How change data capture technology aids in real-time analytics
(Editor's note: This article, the third in a three-part series, was excerpted from "Streaming Change Data Capture: A Foundation for Modern Analytics." This book was published in May by O’Reilly Media and is available now for download.)
In the first article of this series, we examined how change data capture software enables continuous incremental replication by identifying and copying data updates in real-time. When implemented effectively, CDC enables enterprises to be agile and efficient while meeting requirements for modern analytics.
The second article examined how CDC technology is driving new data architectures for firms in the healthcare, manufacturing and financial services industries.
These next two case studies, both in the financial services sector, demonstrate additional benefits of processing incremental data and metadata updates in real-time rather than resource-draining batch (a.k.a. full) data loads.
Case Study 4: Supporting Microservices on the AWS Cloud Architecture
The CIO of a very large investment management firm, which we’ll call “Nest Egg,” has initiated an ambitious rollout of cloud-based microservices as a way to modernize applications that rely on data in core mainframe transactional systems. Its on-premises DB2 z/OS production system continuously processes and reconciles transactional updates for more than a trillion dollars of assets under management. Nest Egg has deployed CDC to capture these updates from the DB2 transaction log and send them via encrypted multipathing to the Amazon Web Services (AWS) cloud. There, certain transaction records are copied straight to an RDS database, using the same schemas as the source, for analytics by a single line of business.

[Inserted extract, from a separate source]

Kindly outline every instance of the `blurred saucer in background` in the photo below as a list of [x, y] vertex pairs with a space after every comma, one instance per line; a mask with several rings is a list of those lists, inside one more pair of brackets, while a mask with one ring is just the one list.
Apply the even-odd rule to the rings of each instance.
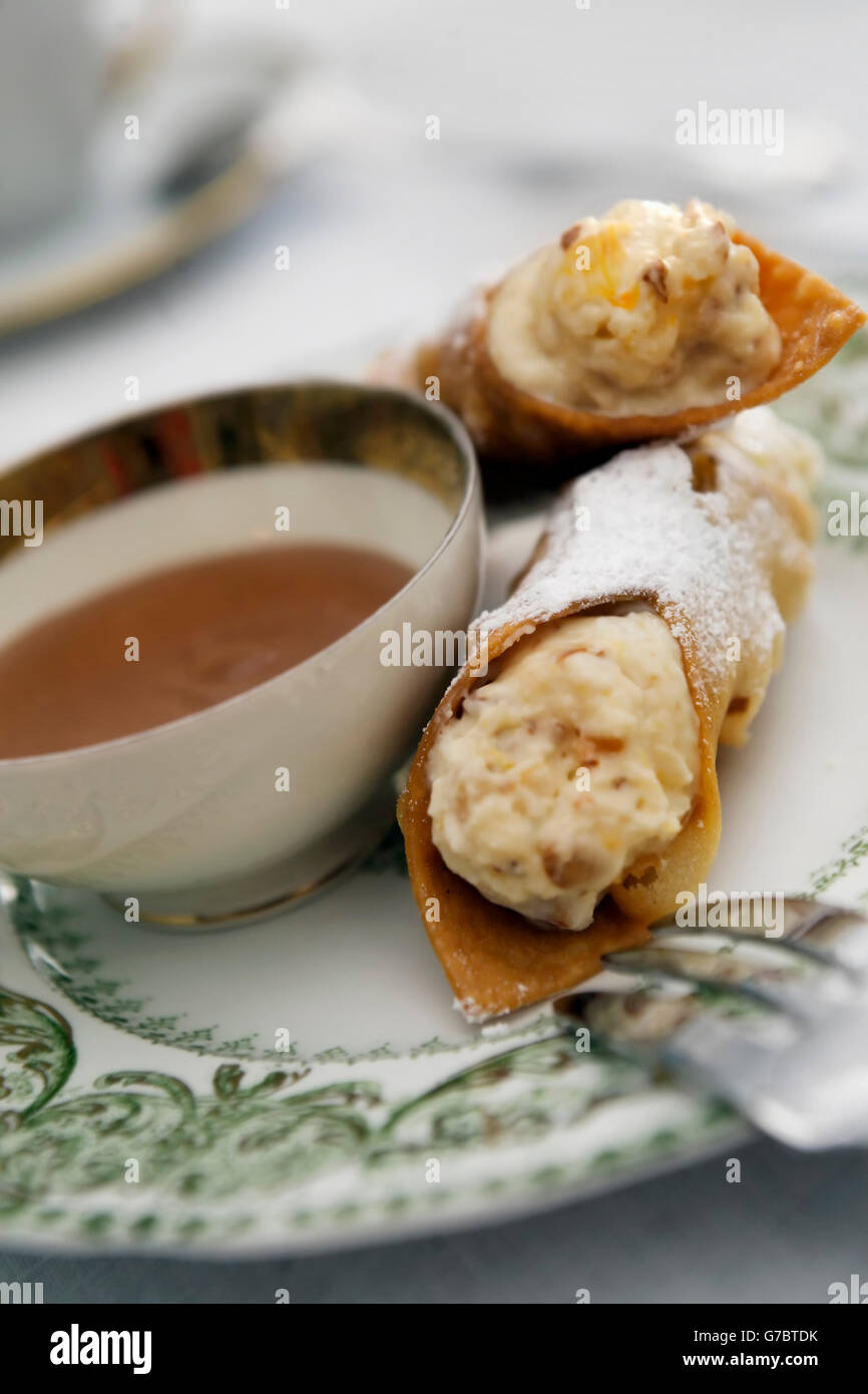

In addition, CDC copies transaction updates to an Amazon Kinesis message stream to which Nest Egg applies custom transformation logic. As shown in the figure below, the transformed data then arrives in the AWS NoSQL platform DynamoDB, which feeds a microservices hub on RDS. Multiple regional centers, including offices based in London and Sydney, receive continuous updates from this hub via DynamoDB Streams.
As a result, Nest Egg’s microservices architecture delivers a wide range of modular, independently provisioned services. Clients across the globe have real-time control of their accounts and trading positions. And it all starts with efficient, scalable and real-time data synchronization via CDC.
Case Study 5: Real-Time Operational Data Store/Data Warehouse
A military federal credit union, which we’ll call “USave,” involves a relatively straightforward architecture. USave needed to monitor deposits, loans and other transactions on a real-time basis to measure the state of the business and identify potentially fraudulent activity. To do this, it had to improve the efficiency of its data replication process. This required continuous copies of transactional data from the company’s production Oracle database to an operational data store (ODS) based on SQL Server.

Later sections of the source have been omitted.